Provisioning Azure Resources
I will need to provision a few Azure resources prior to building my Azure Data Factory pipeline that will run a U-SQL script to transform my data and then load it to Azure SQL Database. Let's get started.
Creating a Data Factory
I'll start by Creating a Data Factory by Navigating to the Azure Marketplace in the Azure Portal and then clicking Integration > Data Factory.
Once I enter the necessary details related to my new data factory, I will click Create.
Creating an Azure SQL Database
Next, I will create my Azure SQL Database by once again navigating to the Azure Marketplace, clicking Databases > SQL Database.
Once I enter the required details to configure my new database as seen below, I will click Create. The database will then be deployed and ready for data to be loaded in a later step of the process.
Creating an Azure Data Lake
The last resource that I will need to provision for this process is my Azure Data Lake, which will consist of an Azure Data Lake Store and an Azure Data Lake Analytics account. Once again, I will navigate to the Azure Marketplace in the Azure Portal, click Analytics > Data Lake Analytics.
After I enter the following configuration details for the New Data Lake Analytics account, I will click create.
Uploading the Source Data and U-SQL Scripts
Now that I have provisioned all the necessary Azure Resources in the portal, I will begin uploading the following source data files to Azure Data Lake Store (ADLS).
I will also upload a U-SQL Script file to ADLS. The U-SQL Script file, which I will call SummarizeLogs.usql, will contain the following code, which Extracts the schema of the log files, summarizes and counts certain fields, and then outputs the summary file to ADLA via a parameter that will be specified in the Azure Data Factory (ADF) pipeline later.
@log = EXTRACT date string, time string, client_ip string, username string, server_ip string, port int, method string, stem string, query string, status string, server_bytes int, client_bytes int, time_taken int, user_agent string, referrer string FROM @log_file USING Extractors.Text(' ', silent:true); @summary = SELECT date, COUNT(*) AS hits, SUM(server_bytes) AS bytes_sent, SUM(client_bytes) AS bytes_received FROM @log GROUP BY date; OUTPUT @summary TO @summary_file ORDER BY date USING Outputters.Csv(outputHeader:true);
Creating an Azure SQL Database Table
Now that I've uploaded my files and U-SQL script, I will create an Azure SQL Database (ASQLDB) Table in the new Azure Database that I just created using the following Create table statement:
CREATE TABLE dbo.usql_logs ( log_date varchar(12), requests int, bytes_in float, bytes_out float );
Creating Azure Data Factory Linked Services
Now that I've created my ASQLDB table, I am ready to begin creating my Azure Data Factory (ADF) Linked Services. I'll do this by clicking my Data Factory icon which I pinned to my dashboard.
Next, I will Click Author & Monitor.

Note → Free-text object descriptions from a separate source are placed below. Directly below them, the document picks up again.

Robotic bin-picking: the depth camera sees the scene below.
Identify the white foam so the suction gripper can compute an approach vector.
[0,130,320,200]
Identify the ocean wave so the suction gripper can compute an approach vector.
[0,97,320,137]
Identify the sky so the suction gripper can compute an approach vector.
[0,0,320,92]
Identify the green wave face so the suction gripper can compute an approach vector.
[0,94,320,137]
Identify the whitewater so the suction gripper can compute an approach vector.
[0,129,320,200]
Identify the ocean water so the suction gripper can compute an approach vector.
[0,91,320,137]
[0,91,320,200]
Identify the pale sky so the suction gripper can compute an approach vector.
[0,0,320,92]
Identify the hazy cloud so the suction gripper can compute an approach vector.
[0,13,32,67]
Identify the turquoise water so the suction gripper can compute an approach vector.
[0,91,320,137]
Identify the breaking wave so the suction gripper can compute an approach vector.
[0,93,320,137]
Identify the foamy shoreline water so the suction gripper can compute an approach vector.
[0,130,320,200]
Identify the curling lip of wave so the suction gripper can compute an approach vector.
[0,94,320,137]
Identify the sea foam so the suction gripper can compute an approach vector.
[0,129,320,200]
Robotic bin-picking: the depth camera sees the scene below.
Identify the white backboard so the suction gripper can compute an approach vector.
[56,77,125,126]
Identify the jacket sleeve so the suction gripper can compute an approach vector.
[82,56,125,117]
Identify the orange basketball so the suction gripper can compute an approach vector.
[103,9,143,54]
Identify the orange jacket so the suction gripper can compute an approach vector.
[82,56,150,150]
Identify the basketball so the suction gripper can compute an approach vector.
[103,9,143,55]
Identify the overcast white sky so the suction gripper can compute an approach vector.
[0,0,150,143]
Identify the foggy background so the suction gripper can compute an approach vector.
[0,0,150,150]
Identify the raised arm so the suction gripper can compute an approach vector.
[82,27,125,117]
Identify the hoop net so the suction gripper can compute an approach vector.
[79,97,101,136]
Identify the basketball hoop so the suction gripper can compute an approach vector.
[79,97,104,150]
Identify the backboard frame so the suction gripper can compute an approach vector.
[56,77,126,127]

This will open my Azure Data Factory in a new tab.
Creating Azure Data Lake Store Linked Service
Within ADF, I will start by creating a new Linked Service connection by clicking the pencil icon to the left, then clicking connections, and then clicking New.
This will open a New Linked Service Box. I will then click Azure Data Lake Storage Gen1 and continue.
Once I select me Data Lake Store name, I'll click test connection.
If I see the following Connection Failed message, I will need to grant the Data Factory Service Identity proper permissions in the Data Lake Store.
I can grant access as a source or a sink:
As source: In Data explorer > Access, grant at least Read + Execute permission to list and copy the files in folders and subfolders. Or, you can grant Read permission to copy a single file. You can choose to add to This folder and all children for recursive and add as an access permission and a default permission entry. There's no requirement on account level access control (IAM).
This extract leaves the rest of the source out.